PDF version of this entire document

Preparation and Preprocessing

Bash scripts were written to locate all of the relevant files in the FRGC dataset12. About 5,000 3-D faces are contained inside. The packages comes with information and programs of interest to those who may find themselves working with 70 GB of data and some accompanying metadata. Given the http://www.frvt.org/FRVT2006/Face Recognition Vendor Test (FRVT) of 2006 and http://www.frvt.org/FRGC/overview of the FRGC it should be possible to know what is available and where. The latter is an official FRGC Web site. The large package comes with associated applications and scripts written in Java, C++, Perl, etc.

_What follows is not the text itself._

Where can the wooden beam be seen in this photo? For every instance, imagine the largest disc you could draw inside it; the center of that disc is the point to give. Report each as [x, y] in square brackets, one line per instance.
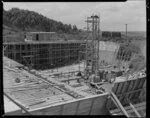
[117, 102]
[135, 110]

An existing MATLAB/GNU Octave implementation identifies all 3-D images in the dataset. These are located/scattered in many different paths, dependent on time/place. Scripts were adapted to decompressed the files and cycle through them, e.g. to pre-process them in series.

Figure: Translation of the given (cropped) face applied so as to position it with the nose tip at the front and at the centre
Image realignment

Code was written to perform the pre-processing steps as specified in the corresponding paper (which describes an entire Ph.D. thesis from Australia13, and very densely so).

The code was made modular with dozens of options to control what is done and how it is done (through a settings files containing all the parameters), as well as how the data is presented to the user throughout runtime.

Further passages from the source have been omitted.